Foi o tempo do aniversário passado em terra estranha. A virada do ano pessoal em frente ao computador a digitar páginas e mais páginas de relatório transmitido por e-mail, imagens, fatos, dados, pausa para beber água gelada e esticar o corpo, aumentar um pouco o som, molhar o rosto e espantar o cansaço, o calor de outra região, olhar no espelho do quarto de hotel e no meu rosto ver estampado o rosto de minha mãe, lá, idêntico, um rosto sobre o outro, minha face transfigurada na dela, e ela lá, comigo. A rápida reação de espanto e a imediata onda de amor. O amor pode tudo.
Dias corridos, cansativos, quentes, escombros escalados, sol forte sobre a laje semi-destruída, pedaços de vidas, a única pausa para comer frutas, queijo, tomar suco, leite morno com chocolate em pó. Vestir uma camiseta, um short, chinelos de dedo e caminhar na areia daquela praia, daquela praia tão maltratada. A compensação veio no voo de volta para casa, nas nuvens mágicas compostas por matizes incríveis, especiais e belíssimas, na onda de aconchego tão intenso que quase sufoca, na paz – sentir paz em abundância é experiência rara e essencial - na leveza que alimentou a famélica alma para sempre.

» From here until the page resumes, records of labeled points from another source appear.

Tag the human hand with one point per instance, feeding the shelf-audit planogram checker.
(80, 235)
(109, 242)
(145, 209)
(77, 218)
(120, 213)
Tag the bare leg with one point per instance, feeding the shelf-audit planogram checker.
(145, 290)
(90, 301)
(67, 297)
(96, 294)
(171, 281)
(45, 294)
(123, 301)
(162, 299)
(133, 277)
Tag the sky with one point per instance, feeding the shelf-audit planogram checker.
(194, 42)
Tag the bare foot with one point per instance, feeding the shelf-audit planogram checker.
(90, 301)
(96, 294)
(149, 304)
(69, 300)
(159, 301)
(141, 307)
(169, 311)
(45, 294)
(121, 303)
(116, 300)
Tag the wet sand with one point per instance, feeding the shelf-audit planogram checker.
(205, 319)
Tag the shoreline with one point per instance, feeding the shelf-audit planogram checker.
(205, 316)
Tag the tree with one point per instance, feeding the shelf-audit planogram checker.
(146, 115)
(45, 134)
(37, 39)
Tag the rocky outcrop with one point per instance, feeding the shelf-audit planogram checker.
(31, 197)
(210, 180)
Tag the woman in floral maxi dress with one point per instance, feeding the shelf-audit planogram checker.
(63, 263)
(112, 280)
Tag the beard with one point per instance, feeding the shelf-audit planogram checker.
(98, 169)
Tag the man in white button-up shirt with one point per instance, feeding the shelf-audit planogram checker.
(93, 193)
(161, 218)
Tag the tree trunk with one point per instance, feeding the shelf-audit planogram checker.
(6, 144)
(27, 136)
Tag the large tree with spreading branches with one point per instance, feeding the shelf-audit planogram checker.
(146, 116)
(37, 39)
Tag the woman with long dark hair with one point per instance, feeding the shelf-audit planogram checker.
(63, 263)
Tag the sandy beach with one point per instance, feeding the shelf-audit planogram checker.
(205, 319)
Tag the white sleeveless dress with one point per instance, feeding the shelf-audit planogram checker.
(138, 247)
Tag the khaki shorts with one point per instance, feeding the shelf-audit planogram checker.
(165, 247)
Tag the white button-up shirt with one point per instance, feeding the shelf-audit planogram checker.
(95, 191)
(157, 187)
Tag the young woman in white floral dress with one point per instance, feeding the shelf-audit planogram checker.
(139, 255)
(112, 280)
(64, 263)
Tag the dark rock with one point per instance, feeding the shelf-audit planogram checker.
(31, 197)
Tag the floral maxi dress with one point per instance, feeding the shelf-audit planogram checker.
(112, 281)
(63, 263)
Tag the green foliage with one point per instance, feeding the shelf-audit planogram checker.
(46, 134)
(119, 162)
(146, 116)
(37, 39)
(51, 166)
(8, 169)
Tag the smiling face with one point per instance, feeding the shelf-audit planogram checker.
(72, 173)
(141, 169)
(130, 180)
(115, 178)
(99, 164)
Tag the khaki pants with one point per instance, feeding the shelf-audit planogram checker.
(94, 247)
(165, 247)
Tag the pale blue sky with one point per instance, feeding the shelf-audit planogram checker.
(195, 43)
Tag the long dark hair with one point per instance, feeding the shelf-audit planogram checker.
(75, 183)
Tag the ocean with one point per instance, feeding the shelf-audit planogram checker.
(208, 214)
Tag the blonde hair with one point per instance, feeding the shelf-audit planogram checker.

Conheci e reconheci-me. Senti prazer em encontrar-me.

Veio mensagem escrita em outra língua, algo sobre organizar reunião com canapés e bebidinhas, reforço de parcerias. Em qual lugar? Quantas pessoas? No máximo cinquenta, certo? Duzentas e cinquenta? Trezentas? Céus! Prazo exíguo e a cada dia a lista aumentava. Endereços desatualizados, telefones, cargos, empresas alterados. Quer dizer que atualmente usam o webconvite? Desculpe, não entendi? Hospedar em site? Servidor limitado, rebelde. Pisar em ovos, não, não pisar em nada. O pouso em terra firme só acontecia na hora de negociar preço, serviço adicional sem aumentar preço, qualidade exigida, confirmada e reconfirmada, bebida importada sem rolha cobrada.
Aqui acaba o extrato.